Nascido em 12 de março de 1607 em Gräfenhainichen, na Saxônia, Gerhardt ficou órfão de pai aos 12 anos e de mãe aos 14. Estudou no colégio de Grimma e depois teologia na Universidade de Wittenberg, formando-se por volta de 1642, em plena Guerra dos Trinta Anos.
Sem paróquia disponível em meio ao conflito, passou anos como preceptor em Berlim, na casa do advogado Andreas Barthold. Ali conheceu o músico Johann Crüger, que musicou dezenas de seus hinos, e cortejou Anna Maria, filha da família, com quem se casaria em 1655.
Só em 1651, aos 44 anos, tornou-se pastor em Mittenwalde, perto de Berlim. Foi ali que escreveu boa parte de seus hinos mais amados, entre eles Befiehl du deine Wege, inspirado no Salmo 37, e a versão alemã do hino medieval que se tornaria O Haupt voll Blut und Wunden.
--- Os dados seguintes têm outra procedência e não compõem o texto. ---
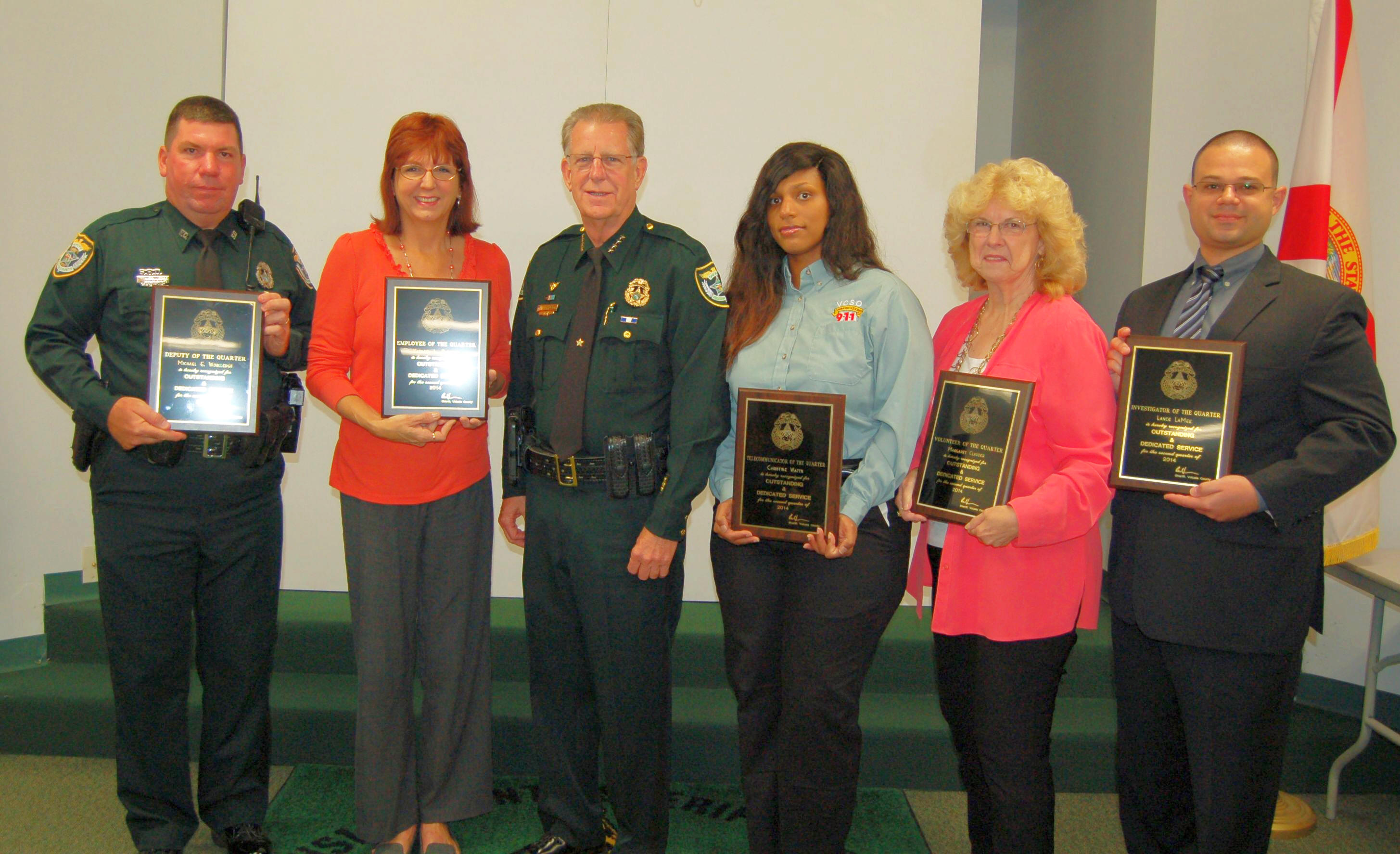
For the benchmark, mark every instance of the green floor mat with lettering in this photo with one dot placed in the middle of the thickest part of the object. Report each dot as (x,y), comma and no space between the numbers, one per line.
(314,814)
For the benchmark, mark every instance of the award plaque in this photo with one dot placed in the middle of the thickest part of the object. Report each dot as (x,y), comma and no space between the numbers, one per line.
(434,346)
(973,444)
(1178,405)
(206,359)
(787,468)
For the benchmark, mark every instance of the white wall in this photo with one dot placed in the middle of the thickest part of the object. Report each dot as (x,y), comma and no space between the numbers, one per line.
(720,86)
(1244,65)
(720,83)
(89,86)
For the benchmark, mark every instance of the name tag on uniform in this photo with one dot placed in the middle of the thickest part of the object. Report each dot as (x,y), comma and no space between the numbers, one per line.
(848,313)
(152,277)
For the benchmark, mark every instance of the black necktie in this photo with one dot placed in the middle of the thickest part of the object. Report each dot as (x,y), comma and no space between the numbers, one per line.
(566,436)
(206,269)
(1192,324)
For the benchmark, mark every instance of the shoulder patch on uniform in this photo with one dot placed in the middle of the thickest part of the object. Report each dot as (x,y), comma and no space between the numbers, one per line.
(75,258)
(710,285)
(300,268)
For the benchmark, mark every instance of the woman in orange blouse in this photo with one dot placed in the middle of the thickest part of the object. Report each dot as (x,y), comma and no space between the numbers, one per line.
(416,504)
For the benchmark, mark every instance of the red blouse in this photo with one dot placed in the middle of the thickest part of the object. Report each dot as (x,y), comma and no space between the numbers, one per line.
(1048,580)
(348,359)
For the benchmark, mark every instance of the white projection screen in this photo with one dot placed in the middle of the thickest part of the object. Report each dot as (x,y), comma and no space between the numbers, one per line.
(719,83)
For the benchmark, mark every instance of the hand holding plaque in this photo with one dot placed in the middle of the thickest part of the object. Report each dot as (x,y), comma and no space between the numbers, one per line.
(973,444)
(787,469)
(434,346)
(1178,406)
(206,359)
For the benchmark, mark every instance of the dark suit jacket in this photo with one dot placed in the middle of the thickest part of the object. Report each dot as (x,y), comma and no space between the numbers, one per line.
(1314,422)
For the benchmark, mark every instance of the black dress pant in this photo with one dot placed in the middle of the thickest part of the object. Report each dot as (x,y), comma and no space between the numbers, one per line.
(800,635)
(999,701)
(198,544)
(1202,737)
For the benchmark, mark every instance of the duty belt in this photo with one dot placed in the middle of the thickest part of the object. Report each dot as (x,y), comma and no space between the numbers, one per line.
(568,471)
(632,465)
(216,446)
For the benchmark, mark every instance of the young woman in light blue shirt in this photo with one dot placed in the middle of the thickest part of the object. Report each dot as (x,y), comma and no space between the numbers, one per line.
(814,310)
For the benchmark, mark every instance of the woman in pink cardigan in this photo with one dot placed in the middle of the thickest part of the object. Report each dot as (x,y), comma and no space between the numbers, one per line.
(1018,580)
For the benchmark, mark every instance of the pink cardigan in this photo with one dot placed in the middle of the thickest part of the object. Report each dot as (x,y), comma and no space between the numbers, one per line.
(1048,580)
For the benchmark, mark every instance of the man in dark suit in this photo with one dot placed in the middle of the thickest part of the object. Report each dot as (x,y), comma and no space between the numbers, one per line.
(1213,591)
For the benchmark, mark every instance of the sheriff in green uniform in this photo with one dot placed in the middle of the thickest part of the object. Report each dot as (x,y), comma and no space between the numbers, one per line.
(182,524)
(616,376)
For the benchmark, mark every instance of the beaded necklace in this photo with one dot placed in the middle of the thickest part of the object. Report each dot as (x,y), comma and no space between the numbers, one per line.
(976,325)
(451,269)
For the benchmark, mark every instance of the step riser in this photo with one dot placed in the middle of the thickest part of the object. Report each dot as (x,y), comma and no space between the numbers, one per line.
(702,754)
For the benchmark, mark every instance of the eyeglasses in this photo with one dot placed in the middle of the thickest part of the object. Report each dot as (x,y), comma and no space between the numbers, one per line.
(1247,189)
(612,163)
(416,173)
(1008,227)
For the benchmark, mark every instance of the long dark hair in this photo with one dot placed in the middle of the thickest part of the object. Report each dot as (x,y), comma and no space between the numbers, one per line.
(755,290)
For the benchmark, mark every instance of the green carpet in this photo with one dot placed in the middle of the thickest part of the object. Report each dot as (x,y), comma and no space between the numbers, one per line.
(314,814)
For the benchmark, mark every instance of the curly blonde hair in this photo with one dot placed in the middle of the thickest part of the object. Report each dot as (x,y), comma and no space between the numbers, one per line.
(1041,197)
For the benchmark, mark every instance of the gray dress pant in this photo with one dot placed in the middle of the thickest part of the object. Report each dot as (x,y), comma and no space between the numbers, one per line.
(420,608)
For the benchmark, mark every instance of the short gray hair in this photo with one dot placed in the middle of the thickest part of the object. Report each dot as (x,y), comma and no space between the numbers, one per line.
(607,114)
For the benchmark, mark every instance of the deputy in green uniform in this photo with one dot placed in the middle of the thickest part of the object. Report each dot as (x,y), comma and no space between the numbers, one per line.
(184,524)
(618,402)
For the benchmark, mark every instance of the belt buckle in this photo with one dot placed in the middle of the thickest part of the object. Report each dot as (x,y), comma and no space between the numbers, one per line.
(559,471)
(215,447)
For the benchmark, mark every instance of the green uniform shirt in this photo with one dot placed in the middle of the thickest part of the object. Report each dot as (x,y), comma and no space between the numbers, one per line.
(102,286)
(656,364)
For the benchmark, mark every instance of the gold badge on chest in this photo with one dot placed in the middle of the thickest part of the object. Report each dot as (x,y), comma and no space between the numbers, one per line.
(637,293)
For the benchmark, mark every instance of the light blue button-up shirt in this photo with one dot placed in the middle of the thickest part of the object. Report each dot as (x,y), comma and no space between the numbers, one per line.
(865,339)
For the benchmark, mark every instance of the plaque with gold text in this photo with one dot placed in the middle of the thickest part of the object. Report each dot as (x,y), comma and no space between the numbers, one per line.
(206,359)
(1178,406)
(787,468)
(434,346)
(969,460)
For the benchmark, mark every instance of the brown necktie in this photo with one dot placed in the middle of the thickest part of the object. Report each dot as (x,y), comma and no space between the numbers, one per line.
(206,269)
(566,435)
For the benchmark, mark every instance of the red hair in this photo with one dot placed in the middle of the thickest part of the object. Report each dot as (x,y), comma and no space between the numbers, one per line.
(418,132)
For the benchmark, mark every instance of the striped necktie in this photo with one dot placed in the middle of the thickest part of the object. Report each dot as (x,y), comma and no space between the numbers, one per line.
(566,435)
(1192,323)
(206,268)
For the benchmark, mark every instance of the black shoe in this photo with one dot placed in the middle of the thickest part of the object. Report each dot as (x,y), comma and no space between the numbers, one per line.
(552,845)
(244,839)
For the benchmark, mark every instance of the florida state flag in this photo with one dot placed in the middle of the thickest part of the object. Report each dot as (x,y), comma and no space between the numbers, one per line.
(1328,226)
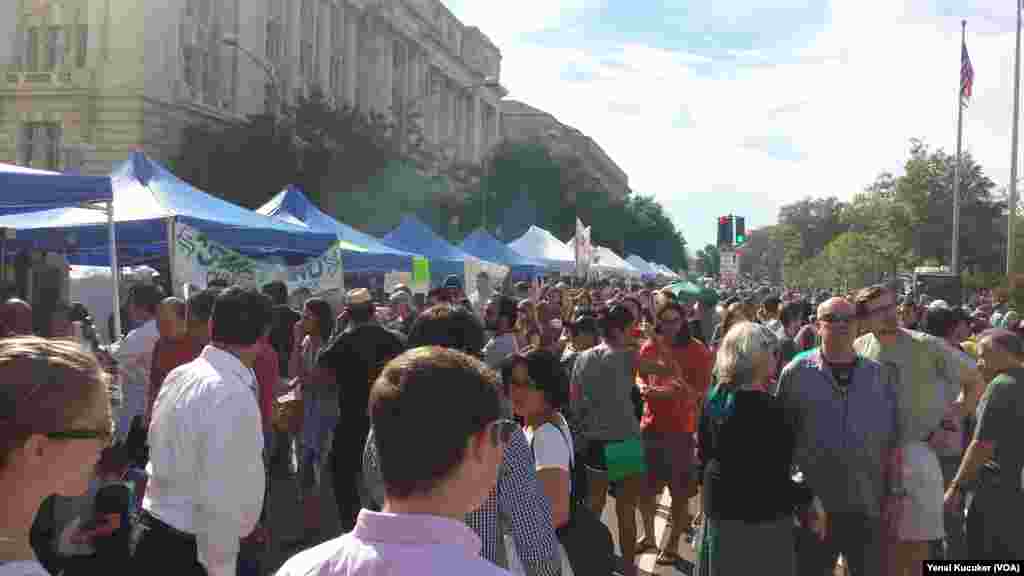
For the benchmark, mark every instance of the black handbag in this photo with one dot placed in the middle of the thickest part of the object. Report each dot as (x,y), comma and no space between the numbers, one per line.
(586,539)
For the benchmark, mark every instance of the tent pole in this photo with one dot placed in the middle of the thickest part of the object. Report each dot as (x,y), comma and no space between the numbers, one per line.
(171,241)
(115,273)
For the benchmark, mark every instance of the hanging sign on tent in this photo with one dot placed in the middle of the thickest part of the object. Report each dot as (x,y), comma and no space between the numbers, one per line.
(198,260)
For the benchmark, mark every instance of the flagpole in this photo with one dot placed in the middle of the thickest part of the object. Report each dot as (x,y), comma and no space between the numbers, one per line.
(960,140)
(1011,248)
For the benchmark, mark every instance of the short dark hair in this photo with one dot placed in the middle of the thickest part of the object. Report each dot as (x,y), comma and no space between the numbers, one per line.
(240,317)
(1008,340)
(361,313)
(507,307)
(792,312)
(325,317)
(940,322)
(615,318)
(201,304)
(276,291)
(146,296)
(424,405)
(450,327)
(868,294)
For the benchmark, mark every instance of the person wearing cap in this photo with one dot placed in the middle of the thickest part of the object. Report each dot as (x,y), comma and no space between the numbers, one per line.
(500,317)
(454,288)
(401,304)
(351,363)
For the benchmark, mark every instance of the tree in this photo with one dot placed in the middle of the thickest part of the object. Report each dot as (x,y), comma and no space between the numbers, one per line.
(325,150)
(526,186)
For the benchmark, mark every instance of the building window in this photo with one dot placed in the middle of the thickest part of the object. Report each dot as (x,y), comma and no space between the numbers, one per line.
(308,35)
(83,45)
(55,47)
(40,146)
(272,47)
(32,49)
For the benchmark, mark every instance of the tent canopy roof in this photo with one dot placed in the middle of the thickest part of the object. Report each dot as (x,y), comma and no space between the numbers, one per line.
(292,206)
(484,246)
(415,236)
(28,190)
(145,195)
(541,245)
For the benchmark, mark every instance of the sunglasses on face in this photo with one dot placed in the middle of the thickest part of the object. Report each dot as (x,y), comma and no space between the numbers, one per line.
(502,430)
(104,435)
(836,318)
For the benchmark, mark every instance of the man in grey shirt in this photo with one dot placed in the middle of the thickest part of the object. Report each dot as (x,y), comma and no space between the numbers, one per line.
(500,316)
(845,421)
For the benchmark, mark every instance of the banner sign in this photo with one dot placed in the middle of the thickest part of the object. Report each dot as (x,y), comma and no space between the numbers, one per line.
(198,260)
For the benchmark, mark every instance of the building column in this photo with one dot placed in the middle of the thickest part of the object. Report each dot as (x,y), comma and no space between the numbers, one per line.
(323,53)
(368,59)
(351,57)
(384,73)
(476,129)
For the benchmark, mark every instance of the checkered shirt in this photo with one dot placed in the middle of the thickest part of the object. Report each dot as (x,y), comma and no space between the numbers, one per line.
(517,499)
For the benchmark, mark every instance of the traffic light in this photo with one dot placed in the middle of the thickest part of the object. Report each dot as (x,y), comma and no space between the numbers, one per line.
(725,231)
(740,231)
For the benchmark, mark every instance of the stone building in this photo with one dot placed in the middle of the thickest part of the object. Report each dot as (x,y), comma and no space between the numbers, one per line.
(522,123)
(84,82)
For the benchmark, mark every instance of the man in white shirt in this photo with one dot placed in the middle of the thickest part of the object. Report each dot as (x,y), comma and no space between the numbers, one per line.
(431,481)
(134,356)
(206,442)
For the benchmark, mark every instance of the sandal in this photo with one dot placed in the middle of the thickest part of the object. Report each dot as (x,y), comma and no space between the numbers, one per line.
(668,558)
(644,546)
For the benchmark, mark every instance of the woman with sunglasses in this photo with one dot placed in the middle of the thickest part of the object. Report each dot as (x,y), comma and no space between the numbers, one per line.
(670,421)
(54,421)
(745,451)
(539,388)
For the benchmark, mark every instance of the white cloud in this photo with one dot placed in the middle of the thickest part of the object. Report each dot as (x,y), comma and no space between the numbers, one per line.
(879,74)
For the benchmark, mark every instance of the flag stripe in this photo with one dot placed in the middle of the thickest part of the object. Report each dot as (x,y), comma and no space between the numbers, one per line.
(967,75)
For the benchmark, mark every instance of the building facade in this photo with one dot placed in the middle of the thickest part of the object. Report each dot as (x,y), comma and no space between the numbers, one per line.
(85,82)
(523,123)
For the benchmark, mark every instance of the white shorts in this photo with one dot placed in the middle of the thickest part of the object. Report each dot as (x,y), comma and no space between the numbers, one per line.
(922,519)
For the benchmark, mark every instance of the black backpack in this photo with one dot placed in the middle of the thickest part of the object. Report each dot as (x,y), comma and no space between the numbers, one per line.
(587,540)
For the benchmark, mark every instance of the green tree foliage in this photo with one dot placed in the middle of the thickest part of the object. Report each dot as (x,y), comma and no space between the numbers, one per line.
(525,184)
(323,149)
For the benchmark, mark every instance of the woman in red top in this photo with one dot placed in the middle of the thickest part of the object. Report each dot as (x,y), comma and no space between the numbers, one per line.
(670,421)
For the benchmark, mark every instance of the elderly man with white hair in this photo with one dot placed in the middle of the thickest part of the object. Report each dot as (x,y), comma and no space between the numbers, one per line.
(845,417)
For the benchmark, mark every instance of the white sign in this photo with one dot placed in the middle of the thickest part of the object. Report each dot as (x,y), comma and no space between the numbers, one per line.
(198,260)
(728,265)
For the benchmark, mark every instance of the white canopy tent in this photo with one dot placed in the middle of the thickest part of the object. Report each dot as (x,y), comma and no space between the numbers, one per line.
(541,245)
(642,265)
(606,261)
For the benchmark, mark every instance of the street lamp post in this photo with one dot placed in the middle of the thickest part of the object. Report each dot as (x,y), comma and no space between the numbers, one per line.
(268,68)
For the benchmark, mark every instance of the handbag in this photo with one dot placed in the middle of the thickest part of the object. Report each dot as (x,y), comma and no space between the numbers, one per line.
(585,538)
(625,459)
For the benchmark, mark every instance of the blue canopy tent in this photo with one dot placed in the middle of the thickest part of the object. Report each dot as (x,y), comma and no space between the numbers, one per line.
(26,190)
(486,247)
(360,252)
(147,201)
(444,258)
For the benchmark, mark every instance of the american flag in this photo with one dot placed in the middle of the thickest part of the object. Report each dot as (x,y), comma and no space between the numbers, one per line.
(967,76)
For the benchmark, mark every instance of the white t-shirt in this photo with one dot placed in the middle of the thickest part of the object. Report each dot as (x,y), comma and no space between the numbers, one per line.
(552,449)
(23,568)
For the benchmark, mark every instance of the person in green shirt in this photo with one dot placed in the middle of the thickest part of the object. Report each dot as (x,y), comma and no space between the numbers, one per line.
(994,458)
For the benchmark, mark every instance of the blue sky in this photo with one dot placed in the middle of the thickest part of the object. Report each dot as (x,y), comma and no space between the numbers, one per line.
(743,106)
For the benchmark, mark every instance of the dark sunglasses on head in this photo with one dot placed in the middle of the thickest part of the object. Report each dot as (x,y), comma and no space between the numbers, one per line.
(502,430)
(836,318)
(104,435)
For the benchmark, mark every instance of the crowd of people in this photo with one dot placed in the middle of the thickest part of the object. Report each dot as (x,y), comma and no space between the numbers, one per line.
(454,433)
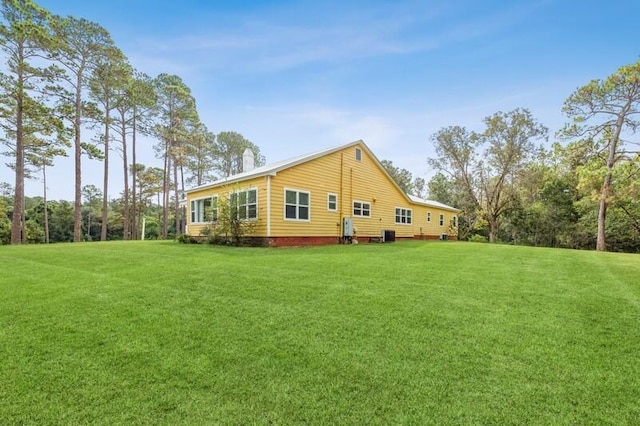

Em 1657 tornou-se pregador na Nikolaikirche de Berlim, mas em 1666 foi afastado do cargo por se recusar a assinar um edito do príncipe-eleitor que silenciava disputas doutrinárias entre luteranos e reformados. A cidade pediu sua volta, mas ele não cedeu, e ficou mais de um ano sem sustento fixo.
Dos cinco filhos do casal, quatro morreram ainda pequenos, e em 1668 a esposa Anna Maria faleceu após longa enfermidade. Gerhardt seguiu com o único filho sobrevivente, Paul Friedrich, para Lübben, onde assumiu a última paróquia de sua vida.
Foi em meio a essa sucessão de perdas, não apesar delas, que nasceram versos como Nun ruhen alle Wälder e Geh aus, mein Herz, hinos de consolo que a Alemanha devastada pela guerra cantou por gerações. Bach usaria estrofes suas nas Paixões e no Oratório de Natal.
Gerhardt morreu em Lübben em 27 de maio de 1676. Deixou mais de 130 hinos que ainda hoje atravessam fronteiras confessionais, lembrando que a fé cristã pode cantar esperança justamente no meio da dor, sem negá-la.